How to Move Away from SMS

Deprecating SMS authentication takes planning, especially if you have a large user base that expects to receive a code via text.

Step 1: Audit what you have. Identify every system, application, VPN, and password recovery flow that currently uses SMS. You can’t replace what you haven’t mapped.

Step 2: Roll out alternatives first. Add TOTP app support, passkey enrollment, and hardware key options before removing SMS. Give users time to switch on their own terms.

Step 3: Communicate clearly. Users will push back if the change feels arbitrary. Explain why SMS is being phased out in plain language — it’s about protecting their accounts, not just an internal IT decision.

Step 4: Phase out SMS gradually.

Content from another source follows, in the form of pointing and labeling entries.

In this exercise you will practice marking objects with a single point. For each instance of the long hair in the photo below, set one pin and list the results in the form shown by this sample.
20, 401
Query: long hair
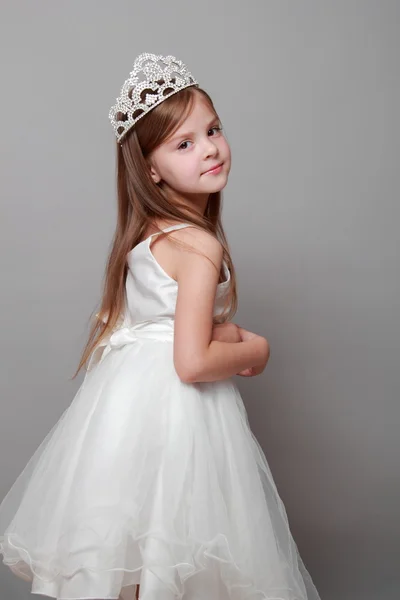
141, 201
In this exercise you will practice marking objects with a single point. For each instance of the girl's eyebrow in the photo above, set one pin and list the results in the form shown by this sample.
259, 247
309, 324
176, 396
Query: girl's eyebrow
189, 133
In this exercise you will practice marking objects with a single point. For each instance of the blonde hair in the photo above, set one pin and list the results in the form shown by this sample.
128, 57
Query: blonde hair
140, 202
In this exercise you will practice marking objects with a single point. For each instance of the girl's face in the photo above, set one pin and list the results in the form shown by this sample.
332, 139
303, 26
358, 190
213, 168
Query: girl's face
198, 145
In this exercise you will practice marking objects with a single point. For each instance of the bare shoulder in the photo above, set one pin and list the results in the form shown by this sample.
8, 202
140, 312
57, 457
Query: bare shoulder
199, 240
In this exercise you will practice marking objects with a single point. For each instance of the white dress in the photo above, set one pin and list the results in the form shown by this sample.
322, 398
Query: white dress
147, 479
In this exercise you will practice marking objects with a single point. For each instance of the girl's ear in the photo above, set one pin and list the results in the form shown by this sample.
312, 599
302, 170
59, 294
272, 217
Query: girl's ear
153, 172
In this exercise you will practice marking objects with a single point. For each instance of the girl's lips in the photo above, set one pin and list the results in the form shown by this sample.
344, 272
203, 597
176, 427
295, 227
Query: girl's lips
215, 170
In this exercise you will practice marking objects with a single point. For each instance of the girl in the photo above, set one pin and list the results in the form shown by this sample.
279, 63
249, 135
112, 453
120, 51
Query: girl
151, 484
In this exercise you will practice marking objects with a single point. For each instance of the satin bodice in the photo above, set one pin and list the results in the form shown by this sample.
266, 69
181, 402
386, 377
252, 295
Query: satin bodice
150, 292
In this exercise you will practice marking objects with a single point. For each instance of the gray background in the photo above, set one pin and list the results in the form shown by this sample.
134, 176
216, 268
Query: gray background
308, 93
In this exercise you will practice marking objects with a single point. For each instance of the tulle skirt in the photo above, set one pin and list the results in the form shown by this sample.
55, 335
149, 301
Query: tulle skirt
147, 479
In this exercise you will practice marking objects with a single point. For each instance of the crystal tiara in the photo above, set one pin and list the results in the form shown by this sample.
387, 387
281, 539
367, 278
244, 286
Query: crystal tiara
161, 77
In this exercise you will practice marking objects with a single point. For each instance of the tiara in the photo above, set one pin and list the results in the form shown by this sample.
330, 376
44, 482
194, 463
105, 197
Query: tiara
163, 75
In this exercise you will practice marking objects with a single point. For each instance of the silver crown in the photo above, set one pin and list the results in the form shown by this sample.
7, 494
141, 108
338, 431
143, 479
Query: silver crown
150, 71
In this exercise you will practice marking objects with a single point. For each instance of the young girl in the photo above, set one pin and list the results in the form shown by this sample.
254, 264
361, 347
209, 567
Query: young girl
152, 475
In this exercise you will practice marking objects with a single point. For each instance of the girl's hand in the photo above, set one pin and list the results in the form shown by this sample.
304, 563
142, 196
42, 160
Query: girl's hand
251, 371
230, 332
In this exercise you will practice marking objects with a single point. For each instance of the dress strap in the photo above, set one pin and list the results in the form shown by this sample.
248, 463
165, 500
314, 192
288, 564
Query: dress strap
172, 227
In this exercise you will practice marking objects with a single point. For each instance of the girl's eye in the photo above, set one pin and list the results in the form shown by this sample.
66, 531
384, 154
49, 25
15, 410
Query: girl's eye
180, 147
217, 128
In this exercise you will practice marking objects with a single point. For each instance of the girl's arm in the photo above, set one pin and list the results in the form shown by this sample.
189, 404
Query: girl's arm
224, 359
197, 357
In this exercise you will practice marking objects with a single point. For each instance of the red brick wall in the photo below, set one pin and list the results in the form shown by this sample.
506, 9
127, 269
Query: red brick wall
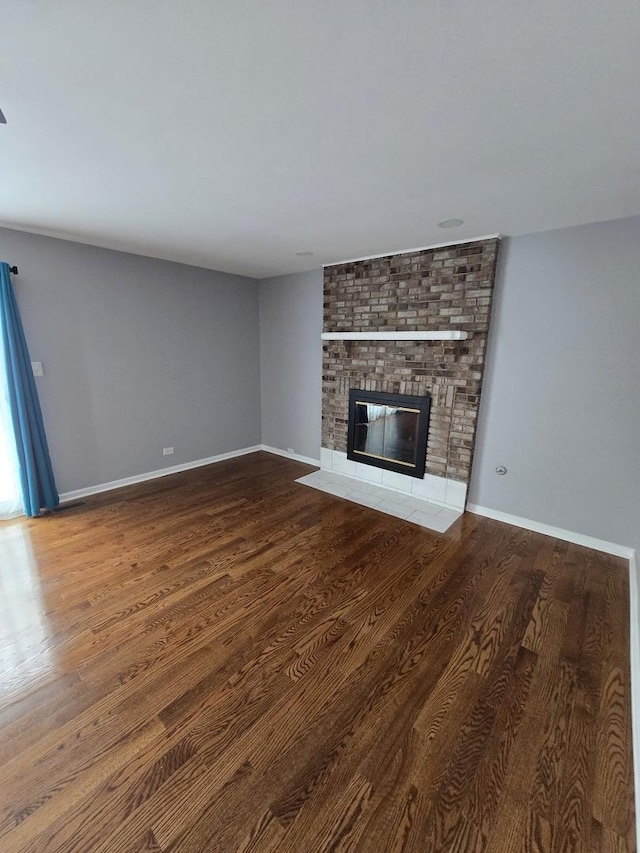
432, 289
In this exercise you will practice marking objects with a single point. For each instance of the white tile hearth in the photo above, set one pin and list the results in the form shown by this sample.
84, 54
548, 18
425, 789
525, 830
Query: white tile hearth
413, 509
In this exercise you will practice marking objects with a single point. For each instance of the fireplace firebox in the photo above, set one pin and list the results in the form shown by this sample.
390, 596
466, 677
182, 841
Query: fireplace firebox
389, 430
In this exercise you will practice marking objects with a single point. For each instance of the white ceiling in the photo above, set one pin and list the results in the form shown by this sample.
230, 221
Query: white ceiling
232, 133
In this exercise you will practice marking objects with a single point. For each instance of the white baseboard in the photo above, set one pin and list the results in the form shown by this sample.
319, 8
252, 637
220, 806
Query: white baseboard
76, 494
550, 530
634, 643
308, 460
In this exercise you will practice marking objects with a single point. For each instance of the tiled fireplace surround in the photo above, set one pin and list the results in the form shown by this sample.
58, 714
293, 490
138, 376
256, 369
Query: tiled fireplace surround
434, 290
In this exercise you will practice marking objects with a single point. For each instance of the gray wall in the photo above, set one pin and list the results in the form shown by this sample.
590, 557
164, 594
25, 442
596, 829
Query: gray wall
561, 400
139, 354
291, 362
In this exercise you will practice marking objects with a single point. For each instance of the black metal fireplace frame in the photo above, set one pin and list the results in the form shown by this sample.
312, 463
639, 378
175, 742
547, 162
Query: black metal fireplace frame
422, 404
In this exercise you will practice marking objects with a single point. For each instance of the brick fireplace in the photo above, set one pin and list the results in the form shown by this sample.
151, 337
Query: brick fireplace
431, 290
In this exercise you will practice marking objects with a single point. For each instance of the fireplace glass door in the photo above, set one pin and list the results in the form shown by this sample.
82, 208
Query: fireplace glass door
388, 431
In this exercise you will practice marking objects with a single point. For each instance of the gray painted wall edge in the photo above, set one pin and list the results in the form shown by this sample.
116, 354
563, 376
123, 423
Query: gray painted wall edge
139, 354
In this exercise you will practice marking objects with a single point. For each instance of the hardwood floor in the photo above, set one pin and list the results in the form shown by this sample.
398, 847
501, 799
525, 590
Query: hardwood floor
226, 660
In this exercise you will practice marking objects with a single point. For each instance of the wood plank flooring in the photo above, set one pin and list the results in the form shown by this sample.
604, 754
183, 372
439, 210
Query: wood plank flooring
226, 660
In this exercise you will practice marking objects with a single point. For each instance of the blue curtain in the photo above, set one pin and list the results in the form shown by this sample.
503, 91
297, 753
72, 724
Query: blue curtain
36, 475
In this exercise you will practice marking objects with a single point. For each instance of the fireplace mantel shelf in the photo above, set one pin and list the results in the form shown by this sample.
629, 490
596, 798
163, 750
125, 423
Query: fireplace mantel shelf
444, 335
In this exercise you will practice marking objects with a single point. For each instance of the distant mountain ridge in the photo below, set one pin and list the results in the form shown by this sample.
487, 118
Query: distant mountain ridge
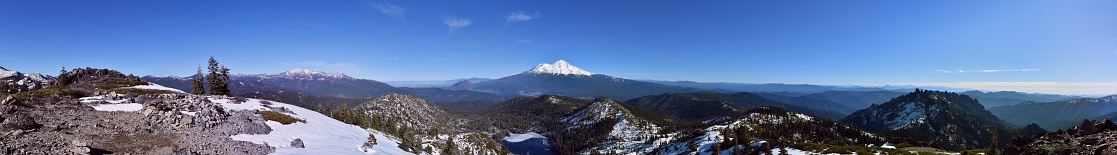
565, 79
1057, 115
947, 119
12, 81
706, 105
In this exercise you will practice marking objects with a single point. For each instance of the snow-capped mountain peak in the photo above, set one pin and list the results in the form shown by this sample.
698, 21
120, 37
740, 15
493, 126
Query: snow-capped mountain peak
301, 71
560, 67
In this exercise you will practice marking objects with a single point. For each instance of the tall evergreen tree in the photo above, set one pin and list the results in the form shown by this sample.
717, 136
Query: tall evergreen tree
198, 86
63, 79
218, 78
225, 81
213, 79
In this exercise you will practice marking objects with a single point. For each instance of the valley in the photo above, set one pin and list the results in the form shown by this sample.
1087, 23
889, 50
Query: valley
498, 116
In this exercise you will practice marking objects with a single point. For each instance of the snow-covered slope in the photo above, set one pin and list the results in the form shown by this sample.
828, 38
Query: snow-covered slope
320, 134
614, 128
155, 87
16, 81
560, 67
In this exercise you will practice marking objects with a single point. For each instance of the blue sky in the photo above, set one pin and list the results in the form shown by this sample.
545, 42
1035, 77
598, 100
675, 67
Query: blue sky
1066, 47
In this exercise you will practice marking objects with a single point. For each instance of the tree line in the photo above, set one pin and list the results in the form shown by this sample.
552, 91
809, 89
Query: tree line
215, 83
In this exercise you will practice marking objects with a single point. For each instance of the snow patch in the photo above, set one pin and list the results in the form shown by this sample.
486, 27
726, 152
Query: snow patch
156, 87
320, 134
117, 107
522, 137
560, 67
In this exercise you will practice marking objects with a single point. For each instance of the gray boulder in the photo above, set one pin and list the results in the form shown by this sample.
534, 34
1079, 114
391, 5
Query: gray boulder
297, 143
20, 122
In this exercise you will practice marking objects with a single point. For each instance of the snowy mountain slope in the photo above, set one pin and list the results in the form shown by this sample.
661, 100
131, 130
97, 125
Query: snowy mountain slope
12, 81
573, 81
315, 83
561, 67
705, 105
318, 83
320, 134
608, 126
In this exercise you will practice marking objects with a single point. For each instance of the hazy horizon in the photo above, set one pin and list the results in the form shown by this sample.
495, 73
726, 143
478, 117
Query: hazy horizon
1051, 47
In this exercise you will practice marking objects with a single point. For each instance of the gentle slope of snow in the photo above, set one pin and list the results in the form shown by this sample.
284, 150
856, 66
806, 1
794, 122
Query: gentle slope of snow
560, 67
118, 107
156, 87
522, 137
320, 134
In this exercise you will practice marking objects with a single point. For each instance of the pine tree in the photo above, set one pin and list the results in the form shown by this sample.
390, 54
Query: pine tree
63, 79
449, 146
213, 77
225, 81
218, 78
198, 85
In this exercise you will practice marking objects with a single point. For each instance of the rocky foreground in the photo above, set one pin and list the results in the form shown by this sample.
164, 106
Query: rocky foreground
165, 124
1089, 137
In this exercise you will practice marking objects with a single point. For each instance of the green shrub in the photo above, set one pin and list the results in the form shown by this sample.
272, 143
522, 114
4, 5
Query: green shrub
283, 118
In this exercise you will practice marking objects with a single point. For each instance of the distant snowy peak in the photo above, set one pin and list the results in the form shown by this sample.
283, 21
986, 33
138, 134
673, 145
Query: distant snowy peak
301, 71
560, 67
31, 80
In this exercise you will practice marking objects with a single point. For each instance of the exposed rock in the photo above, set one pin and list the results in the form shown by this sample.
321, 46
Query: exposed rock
162, 127
20, 122
297, 143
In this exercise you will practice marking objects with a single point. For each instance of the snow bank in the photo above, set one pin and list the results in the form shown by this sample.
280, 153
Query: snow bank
156, 87
320, 134
118, 107
522, 137
384, 145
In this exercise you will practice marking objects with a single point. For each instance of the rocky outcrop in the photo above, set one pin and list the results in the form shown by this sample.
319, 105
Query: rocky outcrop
1089, 137
297, 143
166, 124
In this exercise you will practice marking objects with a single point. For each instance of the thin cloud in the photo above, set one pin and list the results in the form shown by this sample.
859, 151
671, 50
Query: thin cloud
339, 67
392, 10
455, 23
1047, 87
517, 17
985, 70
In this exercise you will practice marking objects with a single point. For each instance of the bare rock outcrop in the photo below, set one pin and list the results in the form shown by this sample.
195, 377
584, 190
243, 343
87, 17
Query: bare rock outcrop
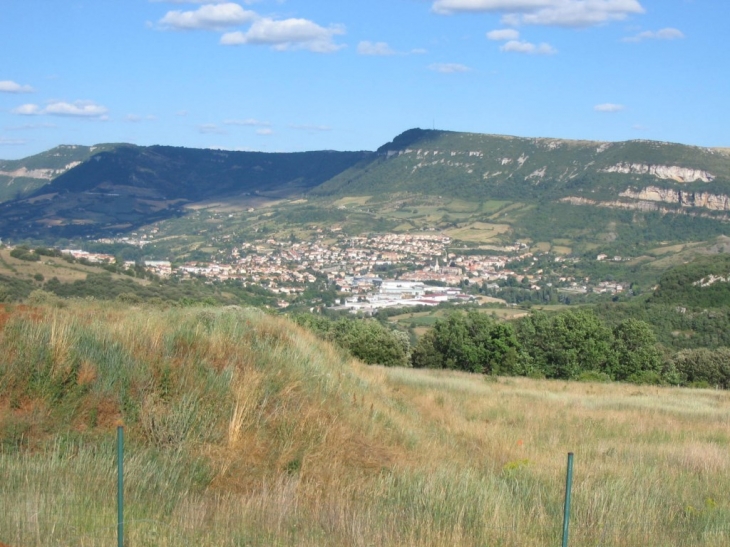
665, 172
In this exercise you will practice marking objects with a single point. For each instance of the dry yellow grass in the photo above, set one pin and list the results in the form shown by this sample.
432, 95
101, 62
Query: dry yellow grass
297, 445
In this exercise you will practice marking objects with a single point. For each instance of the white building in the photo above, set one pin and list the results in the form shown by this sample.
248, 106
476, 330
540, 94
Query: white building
402, 289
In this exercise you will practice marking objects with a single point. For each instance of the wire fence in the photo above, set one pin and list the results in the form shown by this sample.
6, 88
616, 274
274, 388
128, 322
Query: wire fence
25, 528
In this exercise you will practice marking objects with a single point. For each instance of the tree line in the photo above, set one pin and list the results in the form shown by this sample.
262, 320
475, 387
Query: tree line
572, 345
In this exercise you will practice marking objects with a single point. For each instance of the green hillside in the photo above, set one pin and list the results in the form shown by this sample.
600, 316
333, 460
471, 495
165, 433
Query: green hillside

Start by requiring stronger MFA for privileged accounts — administrators, executives, anyone with elevated access. Then extend the requirement to high-risk actions like password resets and large financial transfers. Finally, set a hard cutoff date for general users.

The Bottom Line

SMS OTPs aren’t just weakening — they’re actively exploited. The attacks are documented, the tooling is available, and the real-world damage is measurable. Standards bodies have deprecated SMS, major tech companies are migrating away from it, and attackers have optimized their techniques to exploit it at scale.

Switching to passkeys, hardware tokens, or even TOTP apps isn’t a minor upgrade — it’s closing a door that’s been left open for years. The transition takes effort, but the alternative is continuing to rely on an authentication method that sophisticated attackers treat as a solved problem.